Jacobs heard his trainer, but admits he didn’t always listen. He knew Derevyanchenko. He knew he had power. “My biggest fear was him coming over the top with the big shot,” Jacobs said. “I may not have used the jab enough, but that was why.” After years of squaring off with Derevyanchenko, Jacobs knew how to fight him.

“He had his angles,” Jacobs said. “I know from sparring he gets tired once he misses. His goal was to go through to the body. [The sparring] definitely helped a lot. Being inside the ring with him, I was able to use my advantages.”

Daniel Jacobs (R) punches Sergiy Derevyanchenko
Daniel Jacobs (R) punches Sergiy Derevyanchenko
Round after round, each a carbon copy of the other. Derevyanchenko applied pressure, winging punches from every angle, 658 in all, per CompuBox. Jacobs flipped more jabs (44) while both fighters connected on 137 power punches. Neither fighter appeared in serious trouble, and both fired heavy shots all the way to the finish.

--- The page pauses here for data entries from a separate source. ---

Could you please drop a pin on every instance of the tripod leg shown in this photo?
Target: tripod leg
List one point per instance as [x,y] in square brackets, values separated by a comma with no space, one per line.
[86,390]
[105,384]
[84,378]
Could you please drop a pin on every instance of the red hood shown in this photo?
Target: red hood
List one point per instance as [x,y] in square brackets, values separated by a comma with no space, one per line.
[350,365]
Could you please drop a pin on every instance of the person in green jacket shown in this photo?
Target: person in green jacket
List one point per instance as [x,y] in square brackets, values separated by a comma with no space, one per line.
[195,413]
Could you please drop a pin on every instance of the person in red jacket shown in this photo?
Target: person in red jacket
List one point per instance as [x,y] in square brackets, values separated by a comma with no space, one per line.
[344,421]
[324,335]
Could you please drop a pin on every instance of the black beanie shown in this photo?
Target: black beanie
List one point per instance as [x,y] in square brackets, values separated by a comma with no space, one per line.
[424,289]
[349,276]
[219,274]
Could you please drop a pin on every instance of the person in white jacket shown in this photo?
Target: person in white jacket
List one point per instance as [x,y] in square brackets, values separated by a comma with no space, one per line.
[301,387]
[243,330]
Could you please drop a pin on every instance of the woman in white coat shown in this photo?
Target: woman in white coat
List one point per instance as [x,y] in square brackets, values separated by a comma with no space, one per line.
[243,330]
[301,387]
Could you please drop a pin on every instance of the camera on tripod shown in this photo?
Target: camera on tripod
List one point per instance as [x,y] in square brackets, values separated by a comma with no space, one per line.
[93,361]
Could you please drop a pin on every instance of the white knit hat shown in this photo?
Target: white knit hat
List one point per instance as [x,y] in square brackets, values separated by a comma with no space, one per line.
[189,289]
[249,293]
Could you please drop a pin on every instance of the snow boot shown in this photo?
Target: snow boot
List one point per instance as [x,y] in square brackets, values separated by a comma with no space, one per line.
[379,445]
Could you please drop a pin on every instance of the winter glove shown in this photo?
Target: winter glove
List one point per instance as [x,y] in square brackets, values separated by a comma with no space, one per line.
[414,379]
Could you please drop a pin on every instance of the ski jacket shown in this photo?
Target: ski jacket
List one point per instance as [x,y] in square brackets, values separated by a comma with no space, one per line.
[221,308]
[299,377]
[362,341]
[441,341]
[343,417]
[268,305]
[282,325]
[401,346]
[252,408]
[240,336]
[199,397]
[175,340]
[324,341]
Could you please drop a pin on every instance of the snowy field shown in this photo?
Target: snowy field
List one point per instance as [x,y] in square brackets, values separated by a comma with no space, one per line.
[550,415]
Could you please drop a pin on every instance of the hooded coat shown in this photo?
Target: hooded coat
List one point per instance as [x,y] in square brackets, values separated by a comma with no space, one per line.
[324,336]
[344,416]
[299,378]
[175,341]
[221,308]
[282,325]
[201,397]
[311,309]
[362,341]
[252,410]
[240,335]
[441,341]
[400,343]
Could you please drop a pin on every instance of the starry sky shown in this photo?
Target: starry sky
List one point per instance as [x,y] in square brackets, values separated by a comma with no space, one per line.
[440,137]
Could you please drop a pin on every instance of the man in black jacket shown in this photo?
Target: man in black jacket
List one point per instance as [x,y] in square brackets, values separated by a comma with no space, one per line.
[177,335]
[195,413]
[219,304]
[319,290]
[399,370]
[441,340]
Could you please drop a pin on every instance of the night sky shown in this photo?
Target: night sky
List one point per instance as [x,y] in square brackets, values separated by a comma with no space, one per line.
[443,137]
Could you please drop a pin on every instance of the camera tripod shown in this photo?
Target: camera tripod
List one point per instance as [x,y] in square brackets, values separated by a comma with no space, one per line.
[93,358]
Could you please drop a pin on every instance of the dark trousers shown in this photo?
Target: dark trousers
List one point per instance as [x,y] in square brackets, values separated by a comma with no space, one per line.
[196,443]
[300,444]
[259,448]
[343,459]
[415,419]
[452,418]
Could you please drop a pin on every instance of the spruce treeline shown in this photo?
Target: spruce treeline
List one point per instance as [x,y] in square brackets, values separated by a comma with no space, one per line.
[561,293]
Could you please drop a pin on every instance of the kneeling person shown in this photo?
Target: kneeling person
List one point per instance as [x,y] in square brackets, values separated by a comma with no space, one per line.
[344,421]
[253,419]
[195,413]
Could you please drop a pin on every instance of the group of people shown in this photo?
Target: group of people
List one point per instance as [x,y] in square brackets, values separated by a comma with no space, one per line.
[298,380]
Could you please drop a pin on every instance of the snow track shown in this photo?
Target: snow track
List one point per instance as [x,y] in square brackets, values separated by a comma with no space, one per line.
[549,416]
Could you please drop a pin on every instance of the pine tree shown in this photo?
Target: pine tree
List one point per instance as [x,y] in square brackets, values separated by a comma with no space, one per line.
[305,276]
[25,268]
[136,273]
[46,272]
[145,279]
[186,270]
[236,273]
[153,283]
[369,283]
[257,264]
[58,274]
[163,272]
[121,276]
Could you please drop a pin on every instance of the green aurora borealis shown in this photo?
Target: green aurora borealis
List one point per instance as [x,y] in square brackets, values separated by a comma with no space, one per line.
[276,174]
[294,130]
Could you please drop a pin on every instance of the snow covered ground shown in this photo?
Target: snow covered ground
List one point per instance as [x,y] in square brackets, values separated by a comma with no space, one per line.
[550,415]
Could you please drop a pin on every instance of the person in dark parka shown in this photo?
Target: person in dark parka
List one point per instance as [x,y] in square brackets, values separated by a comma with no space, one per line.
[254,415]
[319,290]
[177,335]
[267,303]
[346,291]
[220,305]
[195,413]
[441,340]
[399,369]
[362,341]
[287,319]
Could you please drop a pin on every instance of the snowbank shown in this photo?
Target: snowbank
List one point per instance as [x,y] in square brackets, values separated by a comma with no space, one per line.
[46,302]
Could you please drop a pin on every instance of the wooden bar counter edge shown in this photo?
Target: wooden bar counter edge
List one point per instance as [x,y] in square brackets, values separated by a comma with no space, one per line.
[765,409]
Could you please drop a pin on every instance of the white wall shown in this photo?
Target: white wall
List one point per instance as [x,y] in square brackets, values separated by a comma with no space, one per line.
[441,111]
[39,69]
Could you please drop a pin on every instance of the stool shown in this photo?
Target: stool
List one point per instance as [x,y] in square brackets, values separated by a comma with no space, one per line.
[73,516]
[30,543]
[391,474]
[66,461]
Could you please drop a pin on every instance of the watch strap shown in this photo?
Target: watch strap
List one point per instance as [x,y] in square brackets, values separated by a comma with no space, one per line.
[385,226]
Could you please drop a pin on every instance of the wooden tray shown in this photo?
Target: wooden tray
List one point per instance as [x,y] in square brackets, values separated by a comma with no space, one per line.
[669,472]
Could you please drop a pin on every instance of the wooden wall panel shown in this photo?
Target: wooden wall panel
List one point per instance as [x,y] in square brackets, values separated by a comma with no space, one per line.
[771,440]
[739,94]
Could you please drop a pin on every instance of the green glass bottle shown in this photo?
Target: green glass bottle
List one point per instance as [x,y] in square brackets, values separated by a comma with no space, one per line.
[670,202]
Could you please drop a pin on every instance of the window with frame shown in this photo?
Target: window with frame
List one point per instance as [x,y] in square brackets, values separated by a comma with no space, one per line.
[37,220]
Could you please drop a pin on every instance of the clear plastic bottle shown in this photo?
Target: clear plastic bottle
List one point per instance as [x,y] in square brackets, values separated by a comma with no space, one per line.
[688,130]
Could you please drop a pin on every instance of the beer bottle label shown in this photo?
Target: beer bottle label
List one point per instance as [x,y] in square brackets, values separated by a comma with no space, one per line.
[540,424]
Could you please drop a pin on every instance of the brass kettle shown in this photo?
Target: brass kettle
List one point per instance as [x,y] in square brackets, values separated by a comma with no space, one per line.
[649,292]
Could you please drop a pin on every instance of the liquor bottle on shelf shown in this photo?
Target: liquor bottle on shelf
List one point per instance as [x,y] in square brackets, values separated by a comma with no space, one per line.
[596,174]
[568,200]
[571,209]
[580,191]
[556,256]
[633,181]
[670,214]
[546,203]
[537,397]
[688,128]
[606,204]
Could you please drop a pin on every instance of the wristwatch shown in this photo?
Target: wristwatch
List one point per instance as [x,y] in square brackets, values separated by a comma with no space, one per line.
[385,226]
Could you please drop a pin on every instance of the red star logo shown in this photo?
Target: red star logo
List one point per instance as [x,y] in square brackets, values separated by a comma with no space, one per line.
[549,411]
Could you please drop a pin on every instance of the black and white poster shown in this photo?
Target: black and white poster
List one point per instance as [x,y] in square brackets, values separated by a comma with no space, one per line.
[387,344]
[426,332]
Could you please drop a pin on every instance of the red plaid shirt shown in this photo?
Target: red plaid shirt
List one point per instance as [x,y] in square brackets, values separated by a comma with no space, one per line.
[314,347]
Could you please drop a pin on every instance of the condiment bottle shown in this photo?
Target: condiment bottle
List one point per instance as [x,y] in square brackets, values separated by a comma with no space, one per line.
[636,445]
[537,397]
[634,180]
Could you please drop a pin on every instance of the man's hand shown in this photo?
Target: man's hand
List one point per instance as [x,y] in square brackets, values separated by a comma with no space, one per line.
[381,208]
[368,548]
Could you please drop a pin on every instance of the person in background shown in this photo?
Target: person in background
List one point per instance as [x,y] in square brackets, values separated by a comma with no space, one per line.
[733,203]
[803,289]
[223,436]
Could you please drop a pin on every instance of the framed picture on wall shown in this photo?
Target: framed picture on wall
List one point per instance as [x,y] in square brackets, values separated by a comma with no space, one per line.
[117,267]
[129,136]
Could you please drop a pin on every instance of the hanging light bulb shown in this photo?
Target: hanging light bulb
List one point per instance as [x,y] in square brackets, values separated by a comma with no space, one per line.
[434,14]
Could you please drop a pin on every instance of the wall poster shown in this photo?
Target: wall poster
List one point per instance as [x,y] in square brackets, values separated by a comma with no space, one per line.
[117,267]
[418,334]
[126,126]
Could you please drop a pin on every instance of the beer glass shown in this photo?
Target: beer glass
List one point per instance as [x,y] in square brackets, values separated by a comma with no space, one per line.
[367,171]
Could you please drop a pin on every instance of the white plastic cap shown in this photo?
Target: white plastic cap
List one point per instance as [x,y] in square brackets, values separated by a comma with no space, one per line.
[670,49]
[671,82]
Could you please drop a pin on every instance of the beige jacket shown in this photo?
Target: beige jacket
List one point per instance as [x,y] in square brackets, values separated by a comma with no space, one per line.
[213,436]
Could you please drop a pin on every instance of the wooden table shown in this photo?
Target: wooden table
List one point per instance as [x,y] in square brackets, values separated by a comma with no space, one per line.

“It was the fight we expected it to be,” Rozier said.

In the end, two judges gave the edge to Jacobs with identical 115-112 scores, while a third scored it for Derevyanchenko by the narrowest (114-113) of margins.

“He worked the body and kind of gassed me,” Jacobs said. “But I know I have another level in me, above him. Sergiy is one of the most skillful I’ve ever been in with, and he’s being avoided for a reason. But I wanted the strap, so I had to take it.”

Said Derevyanchenko, “It was a very close fight. I knew that the knockdown could come back to bite me. It was a great fight, he’s a tremendous competitor and I’d like to fight him again soon.”

Jacobs has a piece of the middleweight title now, and there should be plenty of spoils that come with it. The Derevyanchenko fight was Jacobs’ final on HBO. He is likely headed to DAZN, the fledgling streaming service, where his promoter, Eddie Hearn, has a long-term deal. Demetrius Andrade won a piece of the 160-pound title on DAZN last weekend, and Canelo Alvarez — the unified champion and the biggest star in boxing — recently inked a multi-fight deal there.

As Jacobs prepared for a post-fight HBO interview, Hearn, from behind the camera, mouthed one word to him: “Canelo.”

“We absolutely want Canelo,” Jacobs said.

Seven years after the world crashed down on him, suddenly Jacobs has everything he’s ever wanted at his fingertips. An Alvarez fight means millions in earnings and a chance to prove he is the top middleweight in the world. A rematch with Golovkin is suddenly on the table. As he embraced his son, Nathaniel, in the ring, Jacobs savored the moment. Later, he reminded reporters that for the last seven years, he has savored all of them.

“One thing that I learned post-cancer is to enjoy every moment of every day,” Jacobs said. “To find things to be grateful for. This was a dream of mine.

“Just being here living it, to see my son, my family, my loved ones, it’s everything to me.”

Pausing, Jacobs looked down at the belt strapped to his waist.

“This is material stuff,” Jacobs said. “My outlook on life is totally different because my life was almost taken. Being able to see my family … it’s priceless.”